The following is the beginning of app.py with my comment:
<code>[...] # 这确保了这些包仅在脚本在 Beam 上远程运行时加载 if env.is_remote(): import torch from transformers import AutoModelForCausalLM, AutoTokenizer from cot_decoder import cot_decode from question_classifier import get_k_value # 模型参数和在卷中缓存的位置 MODEL_NAME = "meta-llama/Meta-Llama-3-8B-Instruct" CACHE_PATH = "./cached_models2" # 加载模型和标记器 def load_models(): tokenizer = AutoTokenizer.from_pretrained(MODEL_NAME, cache_dir=CACHE_PATH) tokenizer.pad_token = tokenizer.eos_token model = AutoModelForCausalLM.from_pretrained( MODEL_NAME, device_map="auto", torch_dtype=torch.float16, cache_dir=CACHE_PATH ) return model, tokenizer # 定义端点 # 您可以指定 CPU/内存/GPU + 图像 @endpoint( secrets=["HF_TOKEN"], on_start=load_models, # 启动时加载模型以进行缓存 name="meta-llama-3-8b-instruct", cpu=2, memory="32Gi", gpu="A100-40", image=Image( python_version="python3.9", python_packages=["torch", "transformers", "accelerate"], ), volumes=[Volume(name="cached_models2", mount_path=CACHE_PATH)], ) [...]</code>
We define a @endpoint with the resources we want to use (A100 GPU and 2 CPU cores). You will also see that we load the model at startup.
After receiving the API call, we will run the generate_text() function.
<code>[...] def generate_text(context: Dict[str, Any], **inputs: Dict[str, Any]) -> Dict[str, Any]: # 从 on_start 检索模型和标记器 model, tokenizer = context.on_start_value # 根据问题的复杂性获取自适应 k 值 classification_type = None if k is None: k, classification_type = get_k_value(messages, context) try: output_text, confidence, llm_calls = cot_decode( model=model, tokenizer=tokenizer, messages=messages, k=k, # 使用自适应 k 值 **inputs # 将任何其他参数直接传递给 cot_decode ) # 返回输出 return { "output": output_text, "confidence": confidence, "complexity_info": { "k": k, "total_calls": llm_calls + 1, # + 分类调用 "classification": classification_type } } except Exception as e: return {"error": f"Error during generation: {str(e)}"}</code>
We have a function that first uses get_k_value() to calculate k based on complexity. But the key function here is cot_decode(), which will perform decoding chain thinking on our problem.

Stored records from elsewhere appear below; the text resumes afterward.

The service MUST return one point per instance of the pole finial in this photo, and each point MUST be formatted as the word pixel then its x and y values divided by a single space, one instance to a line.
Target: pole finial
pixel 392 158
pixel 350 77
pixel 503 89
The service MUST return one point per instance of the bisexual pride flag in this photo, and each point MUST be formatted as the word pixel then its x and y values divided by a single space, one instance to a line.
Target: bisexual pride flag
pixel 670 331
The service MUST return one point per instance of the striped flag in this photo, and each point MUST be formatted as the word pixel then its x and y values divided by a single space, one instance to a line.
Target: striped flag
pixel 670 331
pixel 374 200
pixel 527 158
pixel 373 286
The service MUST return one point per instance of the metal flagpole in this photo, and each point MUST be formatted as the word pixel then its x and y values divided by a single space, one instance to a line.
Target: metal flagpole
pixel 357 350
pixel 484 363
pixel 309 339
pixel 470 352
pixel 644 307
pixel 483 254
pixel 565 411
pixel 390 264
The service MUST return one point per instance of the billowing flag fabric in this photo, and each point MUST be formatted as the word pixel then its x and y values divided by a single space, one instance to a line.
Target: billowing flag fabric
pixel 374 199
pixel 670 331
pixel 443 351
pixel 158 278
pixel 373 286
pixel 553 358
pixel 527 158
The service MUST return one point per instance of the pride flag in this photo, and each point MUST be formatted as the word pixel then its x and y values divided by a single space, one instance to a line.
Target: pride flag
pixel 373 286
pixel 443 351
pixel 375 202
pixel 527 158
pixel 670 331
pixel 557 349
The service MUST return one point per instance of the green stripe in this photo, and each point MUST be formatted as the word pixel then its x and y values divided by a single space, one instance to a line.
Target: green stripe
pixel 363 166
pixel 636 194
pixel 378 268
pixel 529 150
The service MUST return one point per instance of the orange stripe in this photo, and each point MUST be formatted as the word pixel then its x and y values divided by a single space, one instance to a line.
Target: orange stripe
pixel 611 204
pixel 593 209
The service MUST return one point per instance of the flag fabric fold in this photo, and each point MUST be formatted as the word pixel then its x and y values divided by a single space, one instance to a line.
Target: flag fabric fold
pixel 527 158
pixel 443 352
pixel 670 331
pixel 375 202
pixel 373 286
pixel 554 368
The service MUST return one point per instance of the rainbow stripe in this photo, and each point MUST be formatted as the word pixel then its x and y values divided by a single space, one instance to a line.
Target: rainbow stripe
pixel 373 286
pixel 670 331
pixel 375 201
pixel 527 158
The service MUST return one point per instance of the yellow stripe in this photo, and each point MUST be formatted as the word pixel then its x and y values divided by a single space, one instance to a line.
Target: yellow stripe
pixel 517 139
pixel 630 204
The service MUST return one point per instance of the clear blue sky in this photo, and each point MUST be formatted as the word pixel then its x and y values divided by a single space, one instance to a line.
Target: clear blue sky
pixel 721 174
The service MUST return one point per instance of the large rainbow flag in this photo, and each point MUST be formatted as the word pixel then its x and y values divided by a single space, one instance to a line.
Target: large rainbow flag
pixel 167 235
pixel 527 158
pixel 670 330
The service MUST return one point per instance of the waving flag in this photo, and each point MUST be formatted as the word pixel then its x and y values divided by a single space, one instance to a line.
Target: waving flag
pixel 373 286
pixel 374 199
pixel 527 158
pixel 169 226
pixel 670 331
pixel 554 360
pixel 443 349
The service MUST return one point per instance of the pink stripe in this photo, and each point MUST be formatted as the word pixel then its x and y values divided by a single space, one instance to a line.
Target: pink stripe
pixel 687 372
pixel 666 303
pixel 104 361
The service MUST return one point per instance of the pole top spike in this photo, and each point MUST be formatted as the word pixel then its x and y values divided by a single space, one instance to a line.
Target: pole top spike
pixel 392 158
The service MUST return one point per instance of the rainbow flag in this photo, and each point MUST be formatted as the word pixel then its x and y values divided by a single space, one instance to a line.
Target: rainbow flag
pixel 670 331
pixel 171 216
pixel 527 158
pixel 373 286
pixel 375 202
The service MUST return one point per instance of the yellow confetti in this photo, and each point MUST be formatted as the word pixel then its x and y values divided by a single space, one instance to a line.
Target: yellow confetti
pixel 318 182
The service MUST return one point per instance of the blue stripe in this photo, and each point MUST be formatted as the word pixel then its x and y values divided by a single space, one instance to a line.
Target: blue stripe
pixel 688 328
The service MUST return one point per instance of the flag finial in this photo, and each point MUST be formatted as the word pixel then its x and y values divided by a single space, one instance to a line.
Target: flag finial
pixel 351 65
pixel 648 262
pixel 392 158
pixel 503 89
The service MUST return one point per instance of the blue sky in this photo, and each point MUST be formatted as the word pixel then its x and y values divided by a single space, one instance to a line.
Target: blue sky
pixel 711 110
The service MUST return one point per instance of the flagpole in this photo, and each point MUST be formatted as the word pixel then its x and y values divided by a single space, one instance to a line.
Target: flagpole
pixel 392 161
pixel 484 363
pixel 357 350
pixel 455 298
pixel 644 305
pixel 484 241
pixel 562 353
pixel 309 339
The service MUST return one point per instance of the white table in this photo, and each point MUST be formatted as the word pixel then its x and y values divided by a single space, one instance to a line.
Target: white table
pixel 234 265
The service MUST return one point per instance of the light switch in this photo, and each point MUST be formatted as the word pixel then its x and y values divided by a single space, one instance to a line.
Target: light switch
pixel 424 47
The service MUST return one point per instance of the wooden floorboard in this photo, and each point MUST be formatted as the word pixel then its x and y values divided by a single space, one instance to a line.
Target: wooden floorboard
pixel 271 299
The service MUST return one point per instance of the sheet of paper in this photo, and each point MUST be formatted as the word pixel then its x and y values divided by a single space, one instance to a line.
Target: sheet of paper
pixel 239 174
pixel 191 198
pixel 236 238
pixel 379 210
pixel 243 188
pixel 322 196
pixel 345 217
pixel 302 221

This function will receive messages, models, and tokenizers and make the first initial call to predict k possible next tags using the highest logit.
logit is the original score assigned by the model for each possible next marker, letting us know the confidence score of the model for each option.
These will serve as potential starting points for generating multiple answers. For each of these starting points or starting marks, we generate a complete answer and then rate it as a whole.
Remember the greedy decoding we discussed? If the probability of the next tag is high, we only generate it? This will look at the entire sentence by calculating confidence scores that reflect the degree to which the model determines the full answer, rather than marking it one by one.
After obtaining the path with the highest confidence score, it will be returned with the k value.
There are some other options, such as adding aggregate_answers bool when the model returns multiple high confidence answers, but we are not using it here.
Now that I have briefly explained the code, we will run it to see how it works.
If you have everything set up correctly, you should be able to simply call serve.
<code>beam serve app.py:generate_text</code>
If timed out, run serve again and it will cache the model for you.
To see where the model is stored, you can go to the volume in the Beam.Cloud platform.
Once it runs, you will see the following.
This means it is ready for testing.
You can start Postman or use cURL (which means you run a call to the endpoint in a terminal window)
<code>mkdir my-testing-dir cd my-testing-dir</code>
The response should be similar to the following.
As you can see, it performs slightly better.
If you want to deploy the model, you can simply run deploy.
<code>git clone https://github.com/ilsilfverskiold/decoding-cot-beam.git </code>
I just used it to test it, so I can turn it off now.
I hope this article is educational and interesting, and you will gain something.
If you want to view results for large language models and CoT technologies, you can view this table and all the other resources you can find in this repository.